Difference between Transformer Stage and all other stage

Posted: Tue Jul 04, 2006 5:27 am
by opdas
Hi,
One interviewer asked me the difference between transformer Stage and the rest stages.
I couldnt answer this if anybody know about this.

Posted: Tue Jul 04, 2006 5:47 am
by vmcburney
What a pity! You know, you might have aced that interview if only you were a subscriber to my blog! I seem to remember a post on that very topic.

I did a blog on How do I get started with big expensive tools? about how difficult it is to get DataStage employment when you don't have experience with the tool. You need to emphasise your skills with programming languages, databases and a willingness to learn. The building blocks that help an ETL programmer. Then you need a bit of luck. Hopefully they are impressed by your honesty that you don't know the tool that well but are highly motivated to learn it.

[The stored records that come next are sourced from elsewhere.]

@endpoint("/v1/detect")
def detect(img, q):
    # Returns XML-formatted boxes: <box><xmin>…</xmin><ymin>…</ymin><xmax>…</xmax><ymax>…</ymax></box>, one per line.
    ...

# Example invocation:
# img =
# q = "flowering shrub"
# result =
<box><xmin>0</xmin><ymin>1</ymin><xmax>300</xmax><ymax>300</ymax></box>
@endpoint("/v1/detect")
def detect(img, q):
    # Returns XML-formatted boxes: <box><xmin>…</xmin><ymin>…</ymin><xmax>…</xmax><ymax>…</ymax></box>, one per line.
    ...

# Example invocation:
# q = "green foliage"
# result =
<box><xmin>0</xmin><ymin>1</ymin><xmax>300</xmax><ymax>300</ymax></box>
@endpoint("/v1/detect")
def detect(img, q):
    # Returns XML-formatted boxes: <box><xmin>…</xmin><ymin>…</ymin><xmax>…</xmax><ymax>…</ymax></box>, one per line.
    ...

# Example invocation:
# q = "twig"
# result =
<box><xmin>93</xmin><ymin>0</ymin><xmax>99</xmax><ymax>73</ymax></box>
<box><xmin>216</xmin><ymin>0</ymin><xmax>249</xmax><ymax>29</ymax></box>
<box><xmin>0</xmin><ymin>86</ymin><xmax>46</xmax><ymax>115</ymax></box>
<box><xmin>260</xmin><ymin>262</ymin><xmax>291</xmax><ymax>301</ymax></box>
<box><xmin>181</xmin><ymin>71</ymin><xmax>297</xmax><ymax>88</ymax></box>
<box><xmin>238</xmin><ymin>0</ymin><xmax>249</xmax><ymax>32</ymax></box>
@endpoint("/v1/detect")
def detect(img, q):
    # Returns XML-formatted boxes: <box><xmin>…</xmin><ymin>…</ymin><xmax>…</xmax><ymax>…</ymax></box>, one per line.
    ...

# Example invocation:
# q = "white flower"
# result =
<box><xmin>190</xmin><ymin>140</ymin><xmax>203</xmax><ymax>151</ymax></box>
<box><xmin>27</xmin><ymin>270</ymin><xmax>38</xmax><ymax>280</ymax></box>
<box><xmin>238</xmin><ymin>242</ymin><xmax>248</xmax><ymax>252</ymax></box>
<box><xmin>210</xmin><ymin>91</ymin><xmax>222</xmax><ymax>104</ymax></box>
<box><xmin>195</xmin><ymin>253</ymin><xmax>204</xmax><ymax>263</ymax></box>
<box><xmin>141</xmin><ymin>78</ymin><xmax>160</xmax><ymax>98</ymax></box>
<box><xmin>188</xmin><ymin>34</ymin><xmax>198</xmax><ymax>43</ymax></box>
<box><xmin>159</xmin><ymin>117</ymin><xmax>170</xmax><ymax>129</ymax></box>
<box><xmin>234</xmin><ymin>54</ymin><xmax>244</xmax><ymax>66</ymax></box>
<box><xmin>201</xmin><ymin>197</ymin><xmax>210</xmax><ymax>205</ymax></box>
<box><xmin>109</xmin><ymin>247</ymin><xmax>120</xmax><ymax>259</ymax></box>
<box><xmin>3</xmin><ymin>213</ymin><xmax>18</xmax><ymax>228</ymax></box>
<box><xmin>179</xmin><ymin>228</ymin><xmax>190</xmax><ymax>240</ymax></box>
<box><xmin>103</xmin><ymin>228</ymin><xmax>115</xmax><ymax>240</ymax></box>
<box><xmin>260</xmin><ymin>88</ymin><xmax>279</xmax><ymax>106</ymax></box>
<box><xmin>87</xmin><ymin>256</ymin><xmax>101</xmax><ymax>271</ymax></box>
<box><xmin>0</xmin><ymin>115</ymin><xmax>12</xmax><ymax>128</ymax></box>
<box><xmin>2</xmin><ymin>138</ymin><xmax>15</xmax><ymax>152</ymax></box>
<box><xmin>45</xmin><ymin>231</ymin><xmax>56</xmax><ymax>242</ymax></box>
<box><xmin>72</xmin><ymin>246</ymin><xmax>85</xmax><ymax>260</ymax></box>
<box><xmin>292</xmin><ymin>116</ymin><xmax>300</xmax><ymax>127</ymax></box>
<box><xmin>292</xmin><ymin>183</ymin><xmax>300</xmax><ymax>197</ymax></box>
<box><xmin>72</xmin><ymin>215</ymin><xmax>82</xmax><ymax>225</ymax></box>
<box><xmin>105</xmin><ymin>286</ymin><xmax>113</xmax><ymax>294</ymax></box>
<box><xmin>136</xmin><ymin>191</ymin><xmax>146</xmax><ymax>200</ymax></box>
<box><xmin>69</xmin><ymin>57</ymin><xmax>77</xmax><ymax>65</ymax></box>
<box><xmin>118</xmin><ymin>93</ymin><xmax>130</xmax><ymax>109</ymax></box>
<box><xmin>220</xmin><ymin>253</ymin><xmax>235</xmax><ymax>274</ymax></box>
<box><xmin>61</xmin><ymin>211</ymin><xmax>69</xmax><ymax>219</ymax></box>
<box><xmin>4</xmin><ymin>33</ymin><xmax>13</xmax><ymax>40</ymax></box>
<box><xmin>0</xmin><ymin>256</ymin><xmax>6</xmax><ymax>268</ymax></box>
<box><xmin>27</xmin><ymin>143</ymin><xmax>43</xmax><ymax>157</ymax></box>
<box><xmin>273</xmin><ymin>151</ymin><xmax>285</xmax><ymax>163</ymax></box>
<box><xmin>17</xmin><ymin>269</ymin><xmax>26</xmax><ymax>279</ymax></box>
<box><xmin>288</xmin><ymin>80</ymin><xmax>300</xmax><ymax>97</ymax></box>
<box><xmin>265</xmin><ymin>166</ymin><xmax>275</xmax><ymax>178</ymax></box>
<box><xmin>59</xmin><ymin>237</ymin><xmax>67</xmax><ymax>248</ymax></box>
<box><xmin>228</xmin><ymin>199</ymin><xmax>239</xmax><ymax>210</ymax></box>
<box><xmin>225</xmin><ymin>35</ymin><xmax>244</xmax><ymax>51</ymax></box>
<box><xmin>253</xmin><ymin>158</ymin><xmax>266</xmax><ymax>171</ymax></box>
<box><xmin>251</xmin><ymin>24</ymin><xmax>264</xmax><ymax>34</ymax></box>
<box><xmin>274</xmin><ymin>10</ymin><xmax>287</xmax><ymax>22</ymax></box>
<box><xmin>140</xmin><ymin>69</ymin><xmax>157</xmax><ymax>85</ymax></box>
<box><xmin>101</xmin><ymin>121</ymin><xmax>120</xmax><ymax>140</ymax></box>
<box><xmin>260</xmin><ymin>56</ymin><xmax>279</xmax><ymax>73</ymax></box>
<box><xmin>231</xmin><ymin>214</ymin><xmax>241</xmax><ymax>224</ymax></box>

Re: Difference between Transformer Stage and all other stage

Posted: Tue Jul 04, 2006 8:19 am
by prabu
opdas wrote:Hi,
One interviewer asked me the difference between transformer Stage and the rest stages.
I couldnt answer this if anybody know about this.
rest stage is used to "relax" :D while transformer stage does all the hard work.

Jokes aside, Transformer stage slows down things and it is a residue of the server job. Use it as a last resort if no other stage is going to accomplish your needs. Meaning, transformer can accomplish all of the things any PX stage does. Converse may not be true .


I remember reading something like "transformer stage requires a do a cotext-switching " like SQL - PL/SQL context swithching in Oracle.


hope DS Gurus will further explain


regards,
Prabu

Posted: Tue Jul 04, 2006 8:41 am
by kumar_s
Inclusion of a Transformer stage in a parallel job will require more time to compile, because source code has to be generated and compiled.
And there will be a small overhead in initial invocation of any libraries needed at run time. But this wont be the same for other stages such as Modify, Switch, Copy and other stage which may might replace transformer at some places. But is found that the job runs 25% faster when other replace for transformer (when possible).

Posted: Tue Jul 04, 2006 9:49 am
by DSguru2B
A basic transformer in px, its like putting a corvette in a school zone. If you absolutely have to, only then use it. I think you are better off trying to go through vincent's blogs or doing a little bit more searching on this site.

Posted: Wed Jul 05, 2006 1:43 pm
by pneumalin
Hi Guys,
I don't agree with the statement of Bad Performance in Transformer Stage PX. I have posted similar statement to defense PX Transformer couple months ago, but probably no one paid too much attention to it at that time. Actually, Ascential Senior Engineer has confirmed with me that the statement regarding to avoid using PX Transformer in Advanced Guide was out-dated and only applied to 7.0. They promised to remove that statement in next document refresh.
From my experience, I couldn't tell there is any significant difference in performance between using PX Transformer and other stages. I am interested in knowing how Kumar comes up with the number 25% faster. I agree with Kumar that the compilation time might takes longer time since it needs to generate the source and pass it to compiler when using Transformer, but once it is compiled as a Shared Object, the SO shall be loaded in Runtime as requested by DS Engine, so is the rest of SOs who contains the objects of other stages such as Modify, Copy, etc.. Therefore, by theory I don't it make such a big difference to use PX Transformer. Please comment on it if you have other views on this.

Posted: Wed Jul 05, 2006 4:05 pm
by vmcburney
As I said in Is the DataStage parallel transformer evil? the benefits of the transformer stage far outweigh any time overhead. I would always design with transformers and switch them later if extra performance is required. There was some bad press about transformers a couple ascentialworlds ago and they didn't do a very good job of correcting that information.

One big improvement I've noted is a transformer with constraints that is replaced by a filter stage followed by a transformer. The transformer does a transform followed by a filter. Therefore you are transforming a number of rows that are getting filtered out. The filter stage reverses the order and gives you a filter followed by a transform. This is good when you are removing a large number of rows such as a range based lookup.

Posted: Thu Jul 06, 2006 2:06 am
by opdas
I posted a topic few days back regarding the performance between filter stage and using constraint in PX transformer stage and have noted that PX transformer was many times fast in filtering and the filter stage performance has dwindled as the time progresses.
The filter was based on a string string match.

This was measured through rows/sec .